Aquella maestra me humilló durante todo el curso, me vio como una enemiga de seis o siete años. Y el curso siguiente aún fue peor. Fueron meses en los que, por sugerencia de mi padre, tuve que escribir dos versiones de la misma redacción. Una para el colegio, muy normalita, muy de hoy he ido al parque a jugar con mis primos, y otra para mí, en la que daba rienda suelta a mi imaginación y que sólo leía mi padre. En realidad fue entonces cuando empezó mi desconfianza y miedo hacia los maestros. Además de incrementar una aguda inseguridad en mí misma.

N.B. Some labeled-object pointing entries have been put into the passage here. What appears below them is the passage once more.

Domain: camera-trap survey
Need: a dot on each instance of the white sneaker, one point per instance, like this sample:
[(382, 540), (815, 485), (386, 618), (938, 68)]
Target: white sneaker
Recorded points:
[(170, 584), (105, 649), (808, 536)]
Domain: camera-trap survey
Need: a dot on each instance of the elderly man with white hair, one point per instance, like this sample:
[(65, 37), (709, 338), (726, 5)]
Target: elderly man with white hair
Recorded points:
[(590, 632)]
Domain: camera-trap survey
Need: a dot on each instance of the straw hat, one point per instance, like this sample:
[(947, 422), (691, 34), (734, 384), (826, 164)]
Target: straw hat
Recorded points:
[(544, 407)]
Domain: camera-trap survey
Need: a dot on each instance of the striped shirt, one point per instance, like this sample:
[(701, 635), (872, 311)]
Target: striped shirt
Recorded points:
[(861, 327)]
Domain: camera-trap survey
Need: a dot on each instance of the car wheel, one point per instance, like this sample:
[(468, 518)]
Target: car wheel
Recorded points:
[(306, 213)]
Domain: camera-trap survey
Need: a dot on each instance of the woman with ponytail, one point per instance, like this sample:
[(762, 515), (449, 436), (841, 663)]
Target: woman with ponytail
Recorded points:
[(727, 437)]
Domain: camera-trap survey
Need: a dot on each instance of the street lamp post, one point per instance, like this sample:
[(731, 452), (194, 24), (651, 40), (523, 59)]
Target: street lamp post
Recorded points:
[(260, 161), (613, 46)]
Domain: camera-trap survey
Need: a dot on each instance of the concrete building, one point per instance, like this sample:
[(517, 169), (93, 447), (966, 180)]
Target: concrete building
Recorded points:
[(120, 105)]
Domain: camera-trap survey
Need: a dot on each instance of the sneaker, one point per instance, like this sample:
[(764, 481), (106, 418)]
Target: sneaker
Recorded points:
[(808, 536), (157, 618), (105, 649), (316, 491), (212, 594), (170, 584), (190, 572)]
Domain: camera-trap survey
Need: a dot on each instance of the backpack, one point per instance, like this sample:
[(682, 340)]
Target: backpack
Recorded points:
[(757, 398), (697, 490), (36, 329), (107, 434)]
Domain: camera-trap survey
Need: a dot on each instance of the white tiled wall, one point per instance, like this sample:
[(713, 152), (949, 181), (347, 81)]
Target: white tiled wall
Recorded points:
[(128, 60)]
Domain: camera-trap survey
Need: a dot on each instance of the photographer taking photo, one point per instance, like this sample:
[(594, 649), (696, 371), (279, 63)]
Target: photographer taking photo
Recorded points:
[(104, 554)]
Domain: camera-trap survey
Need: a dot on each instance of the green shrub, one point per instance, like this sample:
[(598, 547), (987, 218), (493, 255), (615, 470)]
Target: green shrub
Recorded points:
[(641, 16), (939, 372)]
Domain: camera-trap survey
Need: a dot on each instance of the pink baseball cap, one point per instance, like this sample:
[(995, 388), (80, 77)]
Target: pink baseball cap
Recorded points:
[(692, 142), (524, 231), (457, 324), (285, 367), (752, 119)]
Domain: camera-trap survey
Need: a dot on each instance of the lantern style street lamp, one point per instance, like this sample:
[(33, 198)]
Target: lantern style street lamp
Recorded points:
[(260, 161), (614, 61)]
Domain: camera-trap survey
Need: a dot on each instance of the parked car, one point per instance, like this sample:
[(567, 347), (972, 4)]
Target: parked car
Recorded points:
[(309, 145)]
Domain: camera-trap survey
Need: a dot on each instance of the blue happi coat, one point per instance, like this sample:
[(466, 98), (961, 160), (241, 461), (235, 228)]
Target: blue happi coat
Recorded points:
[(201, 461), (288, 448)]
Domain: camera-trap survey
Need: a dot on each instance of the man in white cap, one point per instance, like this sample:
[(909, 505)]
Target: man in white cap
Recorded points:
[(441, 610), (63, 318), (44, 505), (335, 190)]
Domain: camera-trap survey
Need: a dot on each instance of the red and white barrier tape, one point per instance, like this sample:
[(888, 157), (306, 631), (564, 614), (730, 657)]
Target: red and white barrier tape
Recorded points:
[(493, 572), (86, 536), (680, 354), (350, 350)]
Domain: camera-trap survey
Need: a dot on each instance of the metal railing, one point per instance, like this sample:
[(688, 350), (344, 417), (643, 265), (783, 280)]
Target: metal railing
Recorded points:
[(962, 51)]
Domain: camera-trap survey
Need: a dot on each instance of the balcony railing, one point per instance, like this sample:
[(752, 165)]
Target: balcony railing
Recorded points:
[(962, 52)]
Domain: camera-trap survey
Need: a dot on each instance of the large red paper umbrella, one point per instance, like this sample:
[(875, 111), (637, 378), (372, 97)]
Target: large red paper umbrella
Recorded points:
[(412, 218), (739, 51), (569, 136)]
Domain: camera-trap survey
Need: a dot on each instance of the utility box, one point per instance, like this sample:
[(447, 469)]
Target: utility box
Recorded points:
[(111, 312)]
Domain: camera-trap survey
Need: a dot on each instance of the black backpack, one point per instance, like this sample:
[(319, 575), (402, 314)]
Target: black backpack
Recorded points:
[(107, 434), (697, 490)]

Años más tarde ingresé en el instituto Pignatelli. Recuerdo la primera clase de literatura con el profesor Luis Yrache como una revelación. Yrache era un hombre sonriente, que escuchaba con mucha atención a sus alumnos. Un profesor de literatura que amaba la literatura, la poesía, la vida... Cada clase con él era como un premio, como un antídoto contra la estupidez y la rigidez de los profesores anteriores. Yrache nos introdujo en un mundo de libros y sueños, de charlas, de amistad y de confianza. Un día nos habló de la novela “Qué verde era mi valle”, y aquello fue para mí decisivo. Todas las razones para desconfiar y temer desaparecieron. ¿Alguien conoce esta novela? ¡Sí!, contesté. Y aquella media hora en la que no paré de contar la historia de Ian y sus compañeros fueron la cura que necesitaba. Yrache nos animaba a escribir. “Escribid libremente lo que queráis, no penséis en qué opinarán los demás, pensad sólo en vosotros. Libres, sed libres”. No he conocido a nadie más bondadoso, inteligente, brillante y sobre todo no he conocido a nadie con esa capacidad para sacar de cada uno lo mejor. Y esto precisamente es lo que yo necesitaba, es más, creo que lo más importante de un maestro es que sepa y quiera sacar de su alumno lo mejor, lo que está escondido, lo mejor de cada uno. Yo, aunque tarde, lo conseguí con el profesor Yrache. Y esta es la razón que me ha llevado a escribir sobre las razones.